RateLimiter¶

The rate limiter pattern controls the rate of calls to a function using a token bucket algorithm. Unlike the bulkhead (which limits concurrent calls), the rate limiter limits calls per time period.

Concepts¶

The rate limiter uses a token bucket algorithm:

The bucket holds a maximum number of tokens (equal to max_calls)
Each call consumes one token
Tokens are refilled continuously at a rate of max_calls / period
If no tokens are available, the call is either rejected or waits

Token Bucket (max_calls=5, period=1.0)

Time 0.0s: [*] [*] [*] [*] [*]  (5 tokens)
Call 1:     [*] [*] [*] [*] [ ]  (4 tokens)
Call 2:     [*] [*] [*] [ ] [ ]  (3 tokens)
Call 3:     [*] [*] [ ] [ ] [ ]  (2 tokens)
Call 4:     [*] [ ] [ ] [ ] [ ]  (1 token)
Call 5:     [ ] [ ] [ ] [ ] [ ]  (0 tokens)
Call 6:     REJECTED! (or waits for refill)
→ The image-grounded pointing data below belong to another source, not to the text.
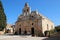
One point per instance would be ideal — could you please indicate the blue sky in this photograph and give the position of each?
(48, 8)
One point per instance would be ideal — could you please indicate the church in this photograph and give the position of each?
(31, 22)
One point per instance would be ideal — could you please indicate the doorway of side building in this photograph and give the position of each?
(32, 31)
(19, 30)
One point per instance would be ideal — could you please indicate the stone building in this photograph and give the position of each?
(9, 29)
(31, 21)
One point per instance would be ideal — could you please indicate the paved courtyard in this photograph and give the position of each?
(14, 37)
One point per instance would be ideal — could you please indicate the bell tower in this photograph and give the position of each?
(26, 9)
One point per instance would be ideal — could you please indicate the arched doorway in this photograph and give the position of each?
(19, 30)
(32, 31)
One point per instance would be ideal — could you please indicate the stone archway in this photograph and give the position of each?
(19, 30)
(32, 31)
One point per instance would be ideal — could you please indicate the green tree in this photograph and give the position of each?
(2, 17)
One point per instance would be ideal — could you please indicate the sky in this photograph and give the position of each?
(48, 8)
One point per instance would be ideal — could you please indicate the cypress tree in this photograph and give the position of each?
(2, 17)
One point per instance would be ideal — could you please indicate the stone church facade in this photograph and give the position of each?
(31, 21)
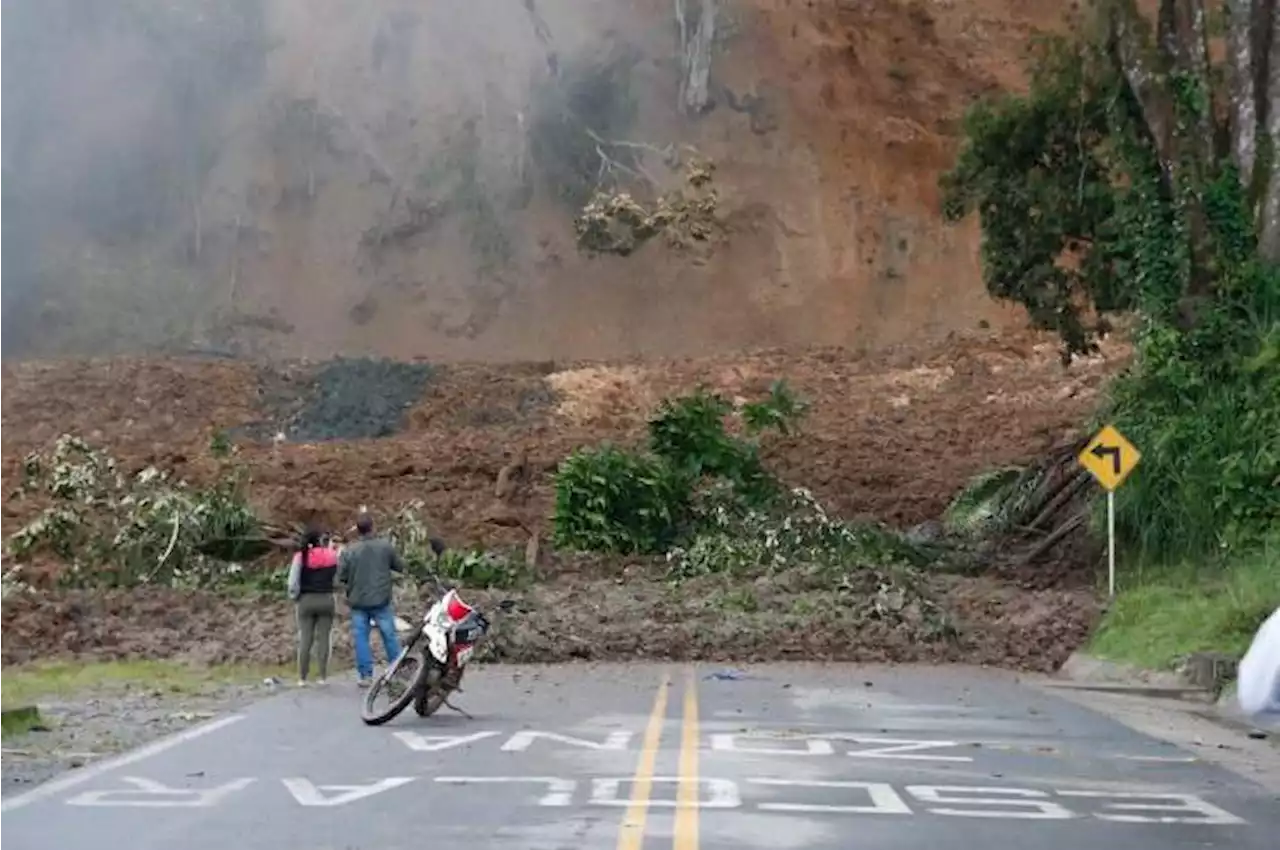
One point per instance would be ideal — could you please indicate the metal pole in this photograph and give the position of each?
(1111, 543)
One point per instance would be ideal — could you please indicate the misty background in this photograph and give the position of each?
(401, 177)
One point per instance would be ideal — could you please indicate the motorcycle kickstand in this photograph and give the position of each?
(460, 711)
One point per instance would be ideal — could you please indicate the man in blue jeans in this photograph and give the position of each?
(365, 570)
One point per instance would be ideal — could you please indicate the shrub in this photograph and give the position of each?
(608, 499)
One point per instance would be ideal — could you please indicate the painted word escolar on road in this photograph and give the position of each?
(689, 795)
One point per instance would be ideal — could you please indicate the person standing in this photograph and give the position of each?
(365, 570)
(311, 585)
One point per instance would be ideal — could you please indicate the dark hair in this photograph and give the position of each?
(310, 539)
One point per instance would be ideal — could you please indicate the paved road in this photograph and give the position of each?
(644, 757)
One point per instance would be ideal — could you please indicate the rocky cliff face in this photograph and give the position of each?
(309, 177)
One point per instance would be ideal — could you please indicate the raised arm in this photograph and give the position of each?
(295, 584)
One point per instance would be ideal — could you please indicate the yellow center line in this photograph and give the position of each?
(631, 832)
(688, 795)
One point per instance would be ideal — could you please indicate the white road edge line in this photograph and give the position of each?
(106, 766)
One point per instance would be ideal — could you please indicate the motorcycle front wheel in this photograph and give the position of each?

Time 0.2s: [*] [ ] [ ] [ ] [ ]  (1 token refilled)
Call 6:     [ ] [ ] [ ] [ ] [ ]  (succeeds now)

Rate Limiter vs Bulkhead¶

	Rate Limiter	Bulkhead
Limits	Calls per time window	Concurrent calls
Use case	API rate limits, throttling	Connection pool protection
Example	100 requests/minute	10 concurrent requests
Algorithm	Token bucket	Semaphore

Configuration¶

from pyresilience import RateLimiterConfig

config = RateLimiterConfig(
    max_calls=10,    # 10 calls per period
    period=1.0,      # Per 1 second
    max_wait=0.0,    # Reject immediately if no tokens (0 = no waiting)
)

Parameter	Type	Default	Description
`max_calls`	`int`	`10`	Maximum number of calls allowed per period
`period`	`float`	`1.0`	Time period in seconds
`max_wait`	`float`	`0.0`	Maximum seconds to wait for a token. `0` means reject immediately.

Usage¶

Basic Rate Limiting¶

from pyresilience import resilient, RateLimiterConfig

# Allow 10 requests per second
@resilient(rate_limiter=RateLimiterConfig(max_calls=10, period=1.0))
def call_api(endpoint: str) -> dict:
    return requests.get(endpoint).json()

With Waiting¶

Allow callers to wait for a token instead of immediate rejection:

# 100 calls per minute, wait up to 5 seconds for a token
@resilient(rate_limiter=RateLimiterConfig(
    max_calls=100,
    period=60.0,
    max_wait=5.0,
))
def call_api() -> dict:
    return requests.get("https://api.example.com").json()

Async Rate Limiting¶

@resilient(rate_limiter=RateLimiterConfig(max_calls=50, period=1.0))
async def async_call() -> dict:
    async with aiohttp.ClientSession() as session:
        async with session.get("https://api.example.com") as resp:
            return await resp.json()

With Fallback¶

Return a queued/deferred response instead of rejecting:

from pyresilience import (
    resilient, RateLimiterConfig, FallbackConfig, RateLimitExceededError
)

@resilient(
    rate_limiter=RateLimiterConfig(max_calls=10, period=1.0),
    fallback=FallbackConfig(
        handler=lambda e: {"status": "rate_limited", "retry_after": 1},
        fallback_on=(RateLimitExceededError,),
    ),
)
def call_api() -> dict:
    return requests.get("https://api.example.com").json()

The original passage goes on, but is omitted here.